List audit history for a record
AI agents call audit_list to retrieve information from ServiceNow MCP Server without modifying anything — typically the context-gathering step in research, monitoring, and reporting workflows, before the agent takes action elsewhere.
This tool retrieves historical audit information about records, which is a non-destructive query operation. There are no side effects, data modifications, or irreversible changes. The blast radius of misuse is minimal—an attacker could view audit history they shouldn't see, but cannot alter records, execute commands, or cause financial harm. This is a standard Read category operation.
From the tool's definition Tool name 'audit_list' and description 'List audit history for a record' indicate retrieval of audit logs/history data without modification or deletion. The verb 'list' is a classic read operation.
Attacks that exploit this kind of access
List audit history for a record. It is categorised as a Read tool in the ServiceNow MCP Server MCP Server, which means it retrieves data without modifying state.
Register the ServiceNow MCP Server MCP server in PolicyLayer and add a rule for audit_list: allow, deny, rate-limit, or require approval. Point your MCP client at the PolicyLayer proxy URL and the rule is enforced on every call, before it reaches ServiceNow MCP Server. Nothing to install.
audit_list is a Read tool with low risk. Read-only tools are generally safe to allow by default.
Yes. Add a rate_limit block to the audit_list rule in your PolicyLayer policy. For example, setting max: 10 and window: 60 limits the tool to 10 calls per minute. Rate limits are tracked per agent session and reset automatically.

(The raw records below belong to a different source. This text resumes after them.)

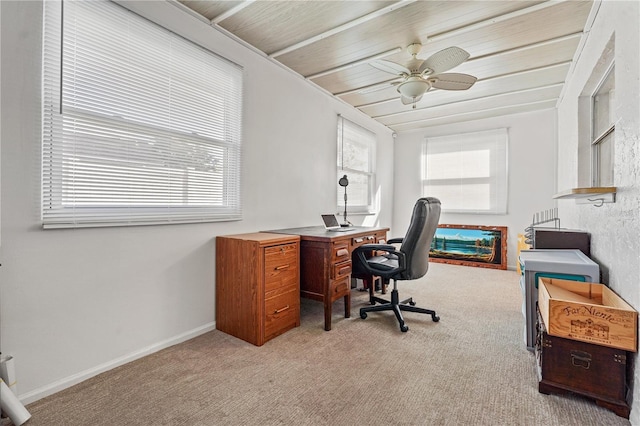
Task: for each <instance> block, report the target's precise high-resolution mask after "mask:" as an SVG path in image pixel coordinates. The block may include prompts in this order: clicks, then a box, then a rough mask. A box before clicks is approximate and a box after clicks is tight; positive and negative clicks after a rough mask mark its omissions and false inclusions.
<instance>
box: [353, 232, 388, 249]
mask: <svg viewBox="0 0 640 426" xmlns="http://www.w3.org/2000/svg"><path fill="white" fill-rule="evenodd" d="M385 239H386V237H385V233H384V232H374V233H371V234H369V235H362V236H358V237H353V238H351V250H353V249H355V248H356V247H360V246H361V245H363V244H384V243H385Z"/></svg>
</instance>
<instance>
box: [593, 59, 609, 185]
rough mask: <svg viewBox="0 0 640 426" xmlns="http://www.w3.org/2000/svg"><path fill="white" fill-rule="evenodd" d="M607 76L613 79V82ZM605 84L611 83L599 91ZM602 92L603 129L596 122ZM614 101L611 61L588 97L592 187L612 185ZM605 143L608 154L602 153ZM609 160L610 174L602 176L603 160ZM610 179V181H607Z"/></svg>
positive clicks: (597, 123)
mask: <svg viewBox="0 0 640 426" xmlns="http://www.w3.org/2000/svg"><path fill="white" fill-rule="evenodd" d="M609 78H612V79H613V83H611V82H610V80H609ZM607 84H612V87H610V88H609V89H608V90H607V91H606V92H600V90H601V89H602V88H603V87H605V85H607ZM604 93H606V94H607V103H608V105H607V109H606V111H604V113H606V114H607V115H608V119H607V123H608V125H607V126H605V127H604V128H603V129H597V128H596V127H597V126H598V123H599V122H600V121H601V119H602V116H600V115H598V113H599V112H601V111H602V108H597V107H596V103H597V102H598V97H599V96H602V95H603V94H604ZM614 102H615V62H612V63H611V64H610V65H609V67H608V68H607V70H606V71H605V72H604V74H603V76H602V78H601V79H600V81H599V82H598V85H597V87H596V88H595V90H594V91H593V93H592V94H591V97H590V110H591V113H590V119H591V136H590V145H591V185H592V186H594V187H601V186H613V179H614V178H613V171H614V158H613V155H614V152H615V120H614V118H613V108H612V104H613V103H614ZM605 143H606V144H607V147H606V149H608V154H609V155H608V156H605V155H603V149H605V148H604V146H605ZM607 159H608V161H609V162H610V163H609V164H607V166H608V167H607V168H608V169H609V170H610V175H609V176H607V177H606V179H607V180H606V181H605V180H604V179H605V176H603V174H604V173H603V169H604V168H605V167H604V164H603V162H604V161H607ZM609 180H610V181H609Z"/></svg>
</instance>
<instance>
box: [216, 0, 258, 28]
mask: <svg viewBox="0 0 640 426" xmlns="http://www.w3.org/2000/svg"><path fill="white" fill-rule="evenodd" d="M255 1H256V0H244V1H243V2H242V3H240V4H239V5H237V6H236V7H233V8H231V9H229V10H227V11H226V12H224V13H221V14H220V15H218V16H216V17H215V18H213V19H212V20H211V23H212V24H214V25H217V24H219V23H220V22H222V21H224V20H225V19H227V18H230V17H232V16H233V15H235V14H236V13H238V12H240V11H241V10H242V9H244V8H245V7H247V6H251V3H253V2H255Z"/></svg>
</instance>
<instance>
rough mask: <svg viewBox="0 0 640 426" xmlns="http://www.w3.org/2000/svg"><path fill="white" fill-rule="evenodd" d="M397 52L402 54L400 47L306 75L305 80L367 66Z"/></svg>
mask: <svg viewBox="0 0 640 426" xmlns="http://www.w3.org/2000/svg"><path fill="white" fill-rule="evenodd" d="M398 52H402V48H401V47H396V48H395V49H391V50H387V51H386V52H382V53H378V54H377V55H373V56H369V57H367V58H364V59H359V60H357V61H353V62H350V63H348V64H345V65H340V66H339V67H335V68H331V69H328V70H325V71H321V72H319V73H315V74H312V75H308V76H306V77H305V78H307V79H308V80H313V79H315V78H319V77H323V76H325V75H329V74H333V73H334V72H338V71H344V70H346V69H349V68H353V67H357V66H359V65H364V64H368V63H369V62H371V61H373V60H375V59H380V58H384V57H385V56H389V55H393V54H394V53H398Z"/></svg>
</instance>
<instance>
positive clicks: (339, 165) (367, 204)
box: [336, 116, 376, 212]
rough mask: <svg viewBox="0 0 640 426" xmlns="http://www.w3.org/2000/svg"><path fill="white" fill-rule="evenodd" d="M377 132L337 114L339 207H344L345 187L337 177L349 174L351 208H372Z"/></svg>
mask: <svg viewBox="0 0 640 426" xmlns="http://www.w3.org/2000/svg"><path fill="white" fill-rule="evenodd" d="M375 150H376V135H375V133H373V132H371V131H369V130H367V129H365V128H363V127H361V126H359V125H357V124H355V123H353V122H351V121H349V120H347V119H345V118H343V117H342V116H338V175H337V176H336V187H337V188H338V207H340V208H343V207H344V188H343V187H340V186H339V185H337V182H338V180H339V179H340V178H341V177H342V176H344V175H347V178H348V179H349V185H348V187H347V193H348V203H347V204H348V210H349V211H351V212H369V211H370V210H371V208H372V204H373V202H372V200H373V188H374V184H375Z"/></svg>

Set action: deny in the PolicyLayer policy for audit_list. The AI agent will receive a policy violation error and cannot call the tool. You can also include a reason field to explain why the tool is blocked.
audit_list is provided by the ServiceNow MCP Server MCP server (schwarztim/servicenow-mcp). PolicyLayer sits as a proxy in front of this server to enforce policies before tool calls reach the server.
Every MCP server has a record like this.
Type a name, get the same breakdown: verified identity, auth posture, risk grade, capabilities, recommended policy.